Rev Sharon Hollis has stepped into the role of UCA president-elect, with a passionate plea for the church community to be the conduit of God’s grace, as it has been for her in the darkest times of her life.
Ms Hollis, the moderator of the Synod of Victoria and Tasmania, was announced as the president-elect of the Uniting Church at last month’s 15th Assembly.
She is the third woman elected UCA National Assembly President and the first ordained woman.
In an emotional address, Ms Hollis spoke of how God, the church and her family had been her source of strength after she lost her husband in 2004.
“The Spirit of God is the one that brings us through death’s dark valley, that puts flesh on dead bones, that renews life and hope,” she said.
Ms Hollis thanked the Synod of Victoria and Tasmania “who called me to be moderator when my life was so broken, I didn’t know if I could be put back together”.
“They saw in me the movement of the spirit and they trusted that spirit would bind me up and would equip me for what lay before me,” she said.
“People had seen that life and hope – even before I could see it myself.”
This was an example of the church’s calling to be “bearers of God’s fullness of life” Ms Hollis said.
Ms Hollis read out the blessing Beloved Is Where We Begin by US devotional writer Jan Richardson.
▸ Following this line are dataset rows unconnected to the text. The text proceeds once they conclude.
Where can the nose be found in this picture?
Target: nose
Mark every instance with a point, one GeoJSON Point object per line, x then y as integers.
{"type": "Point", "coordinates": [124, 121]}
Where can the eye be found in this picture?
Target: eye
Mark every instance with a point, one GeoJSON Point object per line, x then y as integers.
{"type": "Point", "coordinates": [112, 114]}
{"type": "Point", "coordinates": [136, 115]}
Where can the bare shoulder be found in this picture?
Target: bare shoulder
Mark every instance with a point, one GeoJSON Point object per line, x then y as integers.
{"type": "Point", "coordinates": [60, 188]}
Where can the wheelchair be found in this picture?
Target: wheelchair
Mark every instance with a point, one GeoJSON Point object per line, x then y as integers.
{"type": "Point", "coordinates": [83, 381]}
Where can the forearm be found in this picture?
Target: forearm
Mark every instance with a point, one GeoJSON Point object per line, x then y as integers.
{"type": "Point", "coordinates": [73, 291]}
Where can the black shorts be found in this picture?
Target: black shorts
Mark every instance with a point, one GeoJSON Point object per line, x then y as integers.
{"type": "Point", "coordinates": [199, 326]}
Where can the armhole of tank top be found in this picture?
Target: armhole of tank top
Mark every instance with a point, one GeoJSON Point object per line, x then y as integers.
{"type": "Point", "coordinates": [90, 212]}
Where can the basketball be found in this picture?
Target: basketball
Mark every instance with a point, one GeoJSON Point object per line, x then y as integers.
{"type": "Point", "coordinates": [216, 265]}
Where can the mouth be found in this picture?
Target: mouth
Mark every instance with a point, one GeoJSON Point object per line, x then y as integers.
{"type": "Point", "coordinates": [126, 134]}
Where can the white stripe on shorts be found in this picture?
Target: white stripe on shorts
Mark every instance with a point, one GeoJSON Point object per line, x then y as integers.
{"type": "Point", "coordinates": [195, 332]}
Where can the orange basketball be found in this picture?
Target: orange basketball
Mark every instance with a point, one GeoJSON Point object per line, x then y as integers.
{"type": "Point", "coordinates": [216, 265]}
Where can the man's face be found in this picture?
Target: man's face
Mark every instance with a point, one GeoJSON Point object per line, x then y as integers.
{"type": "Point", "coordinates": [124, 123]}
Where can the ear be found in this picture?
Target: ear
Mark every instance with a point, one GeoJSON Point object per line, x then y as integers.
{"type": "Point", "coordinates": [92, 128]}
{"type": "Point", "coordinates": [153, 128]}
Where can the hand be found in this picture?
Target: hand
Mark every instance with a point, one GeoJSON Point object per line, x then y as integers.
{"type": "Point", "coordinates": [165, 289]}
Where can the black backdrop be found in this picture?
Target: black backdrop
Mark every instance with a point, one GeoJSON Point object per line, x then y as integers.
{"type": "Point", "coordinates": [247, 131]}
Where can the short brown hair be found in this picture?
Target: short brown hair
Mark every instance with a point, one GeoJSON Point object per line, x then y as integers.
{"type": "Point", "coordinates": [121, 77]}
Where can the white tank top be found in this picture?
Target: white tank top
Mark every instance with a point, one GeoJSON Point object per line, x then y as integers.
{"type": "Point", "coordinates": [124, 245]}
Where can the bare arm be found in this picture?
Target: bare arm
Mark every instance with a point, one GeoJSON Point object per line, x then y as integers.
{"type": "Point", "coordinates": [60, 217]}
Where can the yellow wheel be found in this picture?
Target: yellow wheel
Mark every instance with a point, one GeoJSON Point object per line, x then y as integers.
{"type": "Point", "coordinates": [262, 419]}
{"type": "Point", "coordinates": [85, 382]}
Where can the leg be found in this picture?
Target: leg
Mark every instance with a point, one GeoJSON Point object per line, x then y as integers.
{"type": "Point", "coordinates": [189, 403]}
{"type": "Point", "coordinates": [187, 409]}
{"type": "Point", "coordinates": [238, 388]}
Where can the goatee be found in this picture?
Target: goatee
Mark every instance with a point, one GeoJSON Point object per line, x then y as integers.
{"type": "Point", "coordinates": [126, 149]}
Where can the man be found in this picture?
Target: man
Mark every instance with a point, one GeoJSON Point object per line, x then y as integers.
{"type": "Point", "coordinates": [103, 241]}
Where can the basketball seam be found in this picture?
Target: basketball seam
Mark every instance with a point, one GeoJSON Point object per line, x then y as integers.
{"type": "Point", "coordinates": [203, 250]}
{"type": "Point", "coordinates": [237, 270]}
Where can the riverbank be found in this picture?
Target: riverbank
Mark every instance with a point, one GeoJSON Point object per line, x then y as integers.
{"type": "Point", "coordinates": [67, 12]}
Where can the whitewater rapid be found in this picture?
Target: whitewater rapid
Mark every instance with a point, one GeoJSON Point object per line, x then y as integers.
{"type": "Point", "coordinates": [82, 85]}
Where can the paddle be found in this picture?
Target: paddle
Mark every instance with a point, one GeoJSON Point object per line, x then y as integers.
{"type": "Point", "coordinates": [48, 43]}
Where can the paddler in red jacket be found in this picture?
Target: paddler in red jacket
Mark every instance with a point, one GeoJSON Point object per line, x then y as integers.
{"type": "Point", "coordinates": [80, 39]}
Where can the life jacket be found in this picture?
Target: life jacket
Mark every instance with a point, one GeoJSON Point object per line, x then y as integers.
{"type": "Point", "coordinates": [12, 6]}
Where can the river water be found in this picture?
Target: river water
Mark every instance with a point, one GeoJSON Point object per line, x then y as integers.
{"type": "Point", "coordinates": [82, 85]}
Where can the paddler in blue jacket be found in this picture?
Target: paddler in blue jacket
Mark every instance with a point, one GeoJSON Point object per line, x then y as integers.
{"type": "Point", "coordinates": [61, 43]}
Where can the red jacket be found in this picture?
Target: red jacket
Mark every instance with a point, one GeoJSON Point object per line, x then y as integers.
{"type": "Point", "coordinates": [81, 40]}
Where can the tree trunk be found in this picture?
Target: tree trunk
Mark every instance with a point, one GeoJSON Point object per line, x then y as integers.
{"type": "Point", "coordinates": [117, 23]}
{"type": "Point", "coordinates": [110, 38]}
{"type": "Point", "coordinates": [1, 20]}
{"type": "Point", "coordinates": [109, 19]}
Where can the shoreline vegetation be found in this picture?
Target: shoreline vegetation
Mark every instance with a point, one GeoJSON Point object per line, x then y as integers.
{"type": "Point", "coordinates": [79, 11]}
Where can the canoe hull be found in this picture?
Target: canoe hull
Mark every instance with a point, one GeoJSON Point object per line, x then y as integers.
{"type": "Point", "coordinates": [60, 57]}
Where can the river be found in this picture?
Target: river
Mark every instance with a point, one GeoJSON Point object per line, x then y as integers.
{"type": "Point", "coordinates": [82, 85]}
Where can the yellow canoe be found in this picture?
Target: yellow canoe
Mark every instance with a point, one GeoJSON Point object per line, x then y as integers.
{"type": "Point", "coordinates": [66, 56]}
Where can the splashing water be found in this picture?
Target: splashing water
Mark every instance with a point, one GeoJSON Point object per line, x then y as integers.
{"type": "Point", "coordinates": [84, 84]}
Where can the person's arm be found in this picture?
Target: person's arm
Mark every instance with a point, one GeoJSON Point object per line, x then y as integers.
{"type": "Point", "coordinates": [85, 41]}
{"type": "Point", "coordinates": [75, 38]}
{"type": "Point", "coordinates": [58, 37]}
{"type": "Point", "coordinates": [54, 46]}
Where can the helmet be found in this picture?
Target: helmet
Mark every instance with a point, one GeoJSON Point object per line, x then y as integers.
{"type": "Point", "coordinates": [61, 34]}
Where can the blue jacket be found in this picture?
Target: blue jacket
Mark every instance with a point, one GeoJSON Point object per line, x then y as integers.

She said it contained a message she hoped to impart to the church.
“I think we are in a hard place,” she said.
“We need to find ways to see the giftedness and belovedness of each other and this blessing speaks to that and my hopes for all of us.
“To see in each other the belovedness of God and in that we will find fullness of life.”
Ms Hollis expressed special gratitude to Rev Nicole Fleming, who first suggested she be nominated for president.
“Never underestimate the power of calling out in someone else the gifts you see in them, you never know where it might lead them or you,” Ms Hollis said.
Ms Hollis thanked a number of other people, including synod Congress leaders who “had kept teaching her what it means to be in Covenant relations”.
She also thanked former Assembly president Rev Alistair Macrae, who is minister at Wesley Church Melbourne.
“I’m not going to say if I took any advice he gave me or not but we are still friends,” Ms Hollis said.
Ms Hollis gave special thanks to her “brave and loving” daughters who encouraged her to put her name forward despite knowing it would be at a cost to their family life.
“Some days in the last five years the only things that have got me out of bed are the knowledge that the God of suffering and love and life journeys with me, and the love of these two beautiful girls,” Ms Hollis said.
President Dr Deidre Palmer hugged Ms Hollis and gave a prayer of thanks for her.
Ms Hollis will begin her three-year term as president at the 16th Assembly in Queensland in 2021.